HONG KONG (REUTERS) - American expatriate Nancy Kissel, who is serving a life sentence in a Hong Kong jail for the "milkshake" murder of her Merrill Lynch banker husband, failed in her last bid to appeal her conviction on Thursday.

A panel of three judges on the city's Court of Final Appeal rejected Kissel's application - the end of a long legal road that began with her first conviction in 2005.

The panel of judges said they will give their reasons later, Hong Kong broadcaster RTHK reported.

The 2003 murder gripped Hong Kong's business and expatriate communities with its tales of domestic violence, rough sex and adultery that cast a shadow over the high-flying lifestyles of financial professionals in the former British colony.

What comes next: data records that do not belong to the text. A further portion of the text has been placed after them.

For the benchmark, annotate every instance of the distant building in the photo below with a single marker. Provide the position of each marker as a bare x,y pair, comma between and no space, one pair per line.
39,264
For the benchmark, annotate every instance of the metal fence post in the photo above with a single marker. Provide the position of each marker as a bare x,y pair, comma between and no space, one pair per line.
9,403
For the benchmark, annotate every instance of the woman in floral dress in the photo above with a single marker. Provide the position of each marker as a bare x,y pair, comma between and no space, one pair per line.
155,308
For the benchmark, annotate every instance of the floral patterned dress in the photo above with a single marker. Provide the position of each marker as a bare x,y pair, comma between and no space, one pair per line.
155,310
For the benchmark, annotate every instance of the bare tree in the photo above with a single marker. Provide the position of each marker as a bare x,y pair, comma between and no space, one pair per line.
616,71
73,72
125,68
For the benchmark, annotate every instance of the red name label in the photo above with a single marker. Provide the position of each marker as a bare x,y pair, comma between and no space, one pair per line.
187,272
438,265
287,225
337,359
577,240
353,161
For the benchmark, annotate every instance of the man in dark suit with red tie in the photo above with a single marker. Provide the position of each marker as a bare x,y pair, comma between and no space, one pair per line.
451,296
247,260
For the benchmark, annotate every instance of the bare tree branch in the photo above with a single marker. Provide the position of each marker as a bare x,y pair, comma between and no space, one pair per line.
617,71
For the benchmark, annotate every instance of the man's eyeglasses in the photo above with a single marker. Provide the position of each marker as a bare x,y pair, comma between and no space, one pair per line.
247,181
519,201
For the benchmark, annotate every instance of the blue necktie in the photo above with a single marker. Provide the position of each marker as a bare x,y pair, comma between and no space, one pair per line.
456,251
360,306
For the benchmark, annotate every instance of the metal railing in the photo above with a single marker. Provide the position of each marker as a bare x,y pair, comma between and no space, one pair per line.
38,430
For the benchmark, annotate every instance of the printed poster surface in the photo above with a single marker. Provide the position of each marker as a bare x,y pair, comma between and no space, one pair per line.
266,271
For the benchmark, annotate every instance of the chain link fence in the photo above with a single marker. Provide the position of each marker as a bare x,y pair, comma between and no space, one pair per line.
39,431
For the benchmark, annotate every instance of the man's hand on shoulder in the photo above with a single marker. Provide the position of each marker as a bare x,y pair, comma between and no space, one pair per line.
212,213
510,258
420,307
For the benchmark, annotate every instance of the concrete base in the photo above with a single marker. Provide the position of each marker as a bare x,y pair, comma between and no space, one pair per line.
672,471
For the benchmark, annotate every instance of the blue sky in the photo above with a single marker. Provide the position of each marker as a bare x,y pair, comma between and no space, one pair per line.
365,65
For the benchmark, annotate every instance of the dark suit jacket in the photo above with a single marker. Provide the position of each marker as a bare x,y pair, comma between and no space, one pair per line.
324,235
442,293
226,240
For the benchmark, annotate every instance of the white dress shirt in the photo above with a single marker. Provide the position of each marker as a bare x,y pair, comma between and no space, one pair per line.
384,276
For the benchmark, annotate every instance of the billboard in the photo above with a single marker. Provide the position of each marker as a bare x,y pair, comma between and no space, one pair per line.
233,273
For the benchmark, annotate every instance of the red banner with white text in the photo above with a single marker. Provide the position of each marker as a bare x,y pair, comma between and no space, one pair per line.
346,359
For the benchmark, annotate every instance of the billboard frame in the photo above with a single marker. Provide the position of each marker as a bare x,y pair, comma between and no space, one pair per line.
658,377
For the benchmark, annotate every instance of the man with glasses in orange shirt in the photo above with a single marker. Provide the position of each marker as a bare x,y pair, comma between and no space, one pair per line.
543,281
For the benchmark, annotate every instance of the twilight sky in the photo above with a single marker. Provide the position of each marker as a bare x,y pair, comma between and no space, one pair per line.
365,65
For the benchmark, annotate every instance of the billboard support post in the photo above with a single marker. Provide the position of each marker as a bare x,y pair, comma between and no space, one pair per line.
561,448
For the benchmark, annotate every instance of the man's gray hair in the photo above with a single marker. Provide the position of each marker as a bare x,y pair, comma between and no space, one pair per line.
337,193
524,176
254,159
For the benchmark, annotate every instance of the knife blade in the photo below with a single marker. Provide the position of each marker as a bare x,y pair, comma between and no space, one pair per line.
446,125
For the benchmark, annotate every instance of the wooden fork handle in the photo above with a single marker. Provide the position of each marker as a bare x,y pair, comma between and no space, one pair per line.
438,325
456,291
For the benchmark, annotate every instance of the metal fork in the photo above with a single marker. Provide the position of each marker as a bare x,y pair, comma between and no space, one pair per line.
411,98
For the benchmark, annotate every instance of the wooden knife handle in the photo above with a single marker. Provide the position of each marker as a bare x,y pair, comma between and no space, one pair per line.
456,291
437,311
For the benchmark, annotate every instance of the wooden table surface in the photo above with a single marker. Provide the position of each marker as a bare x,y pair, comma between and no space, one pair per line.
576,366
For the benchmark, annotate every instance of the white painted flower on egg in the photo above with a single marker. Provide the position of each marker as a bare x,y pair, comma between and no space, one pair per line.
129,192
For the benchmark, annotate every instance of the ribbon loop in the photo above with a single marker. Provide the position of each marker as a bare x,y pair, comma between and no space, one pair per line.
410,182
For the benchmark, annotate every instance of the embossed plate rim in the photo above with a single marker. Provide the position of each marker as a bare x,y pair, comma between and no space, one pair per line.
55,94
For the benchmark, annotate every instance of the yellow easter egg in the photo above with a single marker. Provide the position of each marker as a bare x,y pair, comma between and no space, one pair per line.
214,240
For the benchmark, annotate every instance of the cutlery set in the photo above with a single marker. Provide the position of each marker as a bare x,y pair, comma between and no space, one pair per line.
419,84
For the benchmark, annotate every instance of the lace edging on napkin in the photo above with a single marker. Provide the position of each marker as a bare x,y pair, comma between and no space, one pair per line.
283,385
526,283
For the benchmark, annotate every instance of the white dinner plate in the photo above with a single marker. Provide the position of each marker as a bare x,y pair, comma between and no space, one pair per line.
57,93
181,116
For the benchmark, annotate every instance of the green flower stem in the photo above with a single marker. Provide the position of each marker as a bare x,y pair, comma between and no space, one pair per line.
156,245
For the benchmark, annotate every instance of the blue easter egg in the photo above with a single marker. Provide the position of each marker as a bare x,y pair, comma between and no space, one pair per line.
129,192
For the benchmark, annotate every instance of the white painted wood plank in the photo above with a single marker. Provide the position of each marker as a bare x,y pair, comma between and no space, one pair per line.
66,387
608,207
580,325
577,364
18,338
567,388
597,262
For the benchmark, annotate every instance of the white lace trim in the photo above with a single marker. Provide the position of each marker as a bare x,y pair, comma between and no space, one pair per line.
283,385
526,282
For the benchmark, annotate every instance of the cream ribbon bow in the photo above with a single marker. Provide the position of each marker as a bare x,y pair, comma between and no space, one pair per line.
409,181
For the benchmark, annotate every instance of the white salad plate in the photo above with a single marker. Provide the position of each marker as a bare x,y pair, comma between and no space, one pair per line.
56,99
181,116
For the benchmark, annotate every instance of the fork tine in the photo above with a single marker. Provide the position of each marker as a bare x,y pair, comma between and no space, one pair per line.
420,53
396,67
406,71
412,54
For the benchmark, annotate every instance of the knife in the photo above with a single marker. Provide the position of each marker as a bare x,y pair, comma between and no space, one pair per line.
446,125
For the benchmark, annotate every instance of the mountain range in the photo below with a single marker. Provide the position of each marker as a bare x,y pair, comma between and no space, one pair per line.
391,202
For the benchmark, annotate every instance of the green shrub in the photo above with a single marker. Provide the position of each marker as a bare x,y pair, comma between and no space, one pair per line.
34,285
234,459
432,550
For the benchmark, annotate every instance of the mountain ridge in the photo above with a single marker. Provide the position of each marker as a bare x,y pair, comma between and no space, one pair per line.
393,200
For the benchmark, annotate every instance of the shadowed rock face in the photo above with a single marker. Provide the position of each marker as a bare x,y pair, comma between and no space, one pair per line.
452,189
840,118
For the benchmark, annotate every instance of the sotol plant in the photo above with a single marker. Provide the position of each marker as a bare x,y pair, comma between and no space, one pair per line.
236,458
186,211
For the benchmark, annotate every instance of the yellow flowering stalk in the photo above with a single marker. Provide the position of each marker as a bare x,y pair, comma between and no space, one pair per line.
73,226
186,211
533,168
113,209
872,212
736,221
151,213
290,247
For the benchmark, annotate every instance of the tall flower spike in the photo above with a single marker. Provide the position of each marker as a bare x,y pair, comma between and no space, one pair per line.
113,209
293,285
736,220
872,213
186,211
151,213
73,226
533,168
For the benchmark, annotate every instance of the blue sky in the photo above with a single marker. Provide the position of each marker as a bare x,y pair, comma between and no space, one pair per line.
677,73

Kissel has been in jail since 2005 when she was found guilty of murdering her husband after giving him a drug-laced milkshake and then clubbing him to death with a metal ornament in their luxury home. She was convicted for a second time in 2011, following a retrial.

In December, Hong Kong's Court of Appeal rejected Kissel's appeal against her conviction.

During her retrial in 2011, Kissel had pleaded guilty to the lesser charge of manslaughter, with the defence arguing that she suffers from depression and had been provoked into the crime after years of sexual and physical abuse by her husband.

Hong Kong maintains its own British-based legal system under the "one country, two systems" model that has guided its transition from British to Chinese rule after the 1997 handover of sovereignty.